Although I really should be packing (because all I have done to prepare for our trip so far is paint my toenails a sparkly, Disney-princessy pink), sometimes a mama just has to write. At least there is laundry happening even as I type.
Isaac. “Enthusiastic” falls short as a descriptive word for this boy. He loves. He just loves. Life, sunshine, friends, cuddly toys, purple grapes. Sometimes it’s all too much for him and there’s nothing he can do but dance through the house screaming in joy. Most recently, he is over-the-moon thrilled that his preschool class has grown by one and he has a new friend–Marcus.
After the snow break, when he found out that he would be going back to school (after missing a soul-crushing one day), he danced and jumped and screamed at the top of his lungs, “Yay school, I can’t wait to go to school, I love school, and I get to see MARCUS!!!!!!“.
We are a family that doesn’t hold back on affection. Hugs, kissses, I love yous–they are constant. And Isaac is learning about love at church. He came home Sunday quoting the scripture: We love because He first loved us. He gave me the overview of their lesson: Jesus loves EVERYBODY, even the mean people. And his motto which he declares with pride: I love EVERYfing and ALL THE Fings!!!! And it shows when you meet him. It just shows.
I was cutting up veggies for stir fry the other night and Jason had just come in from work. He was talking to the boys about their days and he asked Isaac if he had seen Marcus at school. Isaac said yes, but then his voice dropped a bit and he said sadly, “but he doesn’t want me to hug him anymore.”
It’s true. My child is a close talker. He is so affectionate and he becomes overcome with excitement and all he knows to do is share it with the people around him. He wants to hug, he wants to dance, and they don’t always get it.
My heart sank and I quickly walked in the living room, where Jason’s face was showing all the emotions I was attempting to hide. I made my voice as cheerful but non-chalant as possible and said, “you know, Goose, a lot of people just want to save their hugs for their family. Hugs are special like that. Now that I think about it, I sure wish you would save all of your hugs for us, because I would be sad if you gave them all away.”
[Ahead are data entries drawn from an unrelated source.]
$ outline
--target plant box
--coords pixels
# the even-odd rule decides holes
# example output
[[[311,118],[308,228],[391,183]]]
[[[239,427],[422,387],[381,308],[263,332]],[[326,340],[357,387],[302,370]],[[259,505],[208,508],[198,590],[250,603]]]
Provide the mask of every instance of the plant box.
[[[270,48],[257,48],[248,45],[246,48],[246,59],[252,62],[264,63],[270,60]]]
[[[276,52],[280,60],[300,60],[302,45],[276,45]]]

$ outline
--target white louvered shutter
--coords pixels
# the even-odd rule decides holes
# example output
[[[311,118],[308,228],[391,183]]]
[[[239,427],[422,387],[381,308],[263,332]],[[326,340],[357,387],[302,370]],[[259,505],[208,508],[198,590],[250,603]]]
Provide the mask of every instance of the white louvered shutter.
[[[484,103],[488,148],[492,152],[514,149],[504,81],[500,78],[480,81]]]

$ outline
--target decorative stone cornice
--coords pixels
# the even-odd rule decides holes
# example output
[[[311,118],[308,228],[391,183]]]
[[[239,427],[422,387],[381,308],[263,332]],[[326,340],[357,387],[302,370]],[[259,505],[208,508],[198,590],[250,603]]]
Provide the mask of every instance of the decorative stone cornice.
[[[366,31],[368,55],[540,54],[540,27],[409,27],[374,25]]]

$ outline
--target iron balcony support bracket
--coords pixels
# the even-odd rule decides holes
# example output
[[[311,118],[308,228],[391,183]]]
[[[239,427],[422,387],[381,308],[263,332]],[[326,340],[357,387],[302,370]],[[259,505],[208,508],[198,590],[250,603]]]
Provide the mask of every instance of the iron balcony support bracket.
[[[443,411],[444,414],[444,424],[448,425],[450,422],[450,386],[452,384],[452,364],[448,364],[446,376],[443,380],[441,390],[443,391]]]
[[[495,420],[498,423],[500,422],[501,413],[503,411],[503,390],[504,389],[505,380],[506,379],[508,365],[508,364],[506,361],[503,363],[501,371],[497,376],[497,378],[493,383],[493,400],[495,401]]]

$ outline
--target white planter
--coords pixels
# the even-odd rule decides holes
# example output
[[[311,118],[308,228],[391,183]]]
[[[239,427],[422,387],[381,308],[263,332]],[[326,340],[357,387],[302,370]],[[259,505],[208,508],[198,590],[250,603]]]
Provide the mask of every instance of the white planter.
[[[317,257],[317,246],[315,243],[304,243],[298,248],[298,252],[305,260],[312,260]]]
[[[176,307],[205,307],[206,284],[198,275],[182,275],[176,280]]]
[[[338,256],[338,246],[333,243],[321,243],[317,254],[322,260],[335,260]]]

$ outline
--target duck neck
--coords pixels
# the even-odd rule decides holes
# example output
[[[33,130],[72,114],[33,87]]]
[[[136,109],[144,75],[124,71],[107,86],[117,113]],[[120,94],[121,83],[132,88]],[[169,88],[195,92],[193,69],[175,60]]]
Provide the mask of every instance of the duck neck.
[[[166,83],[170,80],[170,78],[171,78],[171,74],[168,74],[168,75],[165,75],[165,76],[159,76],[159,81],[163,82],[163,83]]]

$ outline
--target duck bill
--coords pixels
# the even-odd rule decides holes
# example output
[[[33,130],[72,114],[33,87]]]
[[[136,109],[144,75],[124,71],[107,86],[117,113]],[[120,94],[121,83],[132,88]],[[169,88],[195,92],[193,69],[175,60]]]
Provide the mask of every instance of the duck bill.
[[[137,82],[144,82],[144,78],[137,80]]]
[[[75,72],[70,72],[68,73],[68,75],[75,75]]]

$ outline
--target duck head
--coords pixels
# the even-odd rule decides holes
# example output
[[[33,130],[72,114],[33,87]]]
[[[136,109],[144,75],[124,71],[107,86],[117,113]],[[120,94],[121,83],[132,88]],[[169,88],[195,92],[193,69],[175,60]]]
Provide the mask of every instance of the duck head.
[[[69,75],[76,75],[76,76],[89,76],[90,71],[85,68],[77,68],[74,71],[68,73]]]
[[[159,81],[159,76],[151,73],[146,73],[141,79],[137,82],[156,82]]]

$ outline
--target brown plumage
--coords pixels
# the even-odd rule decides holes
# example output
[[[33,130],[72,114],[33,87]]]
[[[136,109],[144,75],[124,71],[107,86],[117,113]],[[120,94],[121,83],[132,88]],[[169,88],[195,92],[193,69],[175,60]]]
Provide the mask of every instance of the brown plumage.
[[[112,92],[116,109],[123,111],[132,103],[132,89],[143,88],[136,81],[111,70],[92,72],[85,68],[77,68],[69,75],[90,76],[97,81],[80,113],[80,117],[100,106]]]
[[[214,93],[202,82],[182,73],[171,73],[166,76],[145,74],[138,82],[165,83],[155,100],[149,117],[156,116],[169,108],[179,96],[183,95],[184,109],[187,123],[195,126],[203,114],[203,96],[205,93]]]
He agreed, but a shadow fell across his face, like he knew this couldn’t be right. Because he loves his friends…..so why isn’t it okay to show them? Or even worse, why don’t they want to be a recipient of his affection?
I told him one good idea might be that if he feels like hugging them, to give them a high five instead and then we practiced “up high and down low–too slow”.
He went along with it, but I could see the doubt. The confusion because we’re supposed to love everyone, right?
I know he needs to learn this. I know it isn’t appropriate as he gets older for him to hug all of his friends and tell them that he loves them. I wish it was, but it’s not. Because they don’t want it. And they’re going to laugh at him. Eventually they will probably tell him that only girls watch Olivia or boys don’t like pink. They will say you should play football and hate gymnastics. And he will be shocked. They will slowly, slowly attempt to break my boy.
This morning in the shower I sobbed as I thought about it, because this time I had to be an accomplice. An unwilling but necessary accomplice to the breaking of my boy.
Don’t hug your friends, I said. Save them all for me.
I will never, ever, ever tire of them, my sweet, amazing child.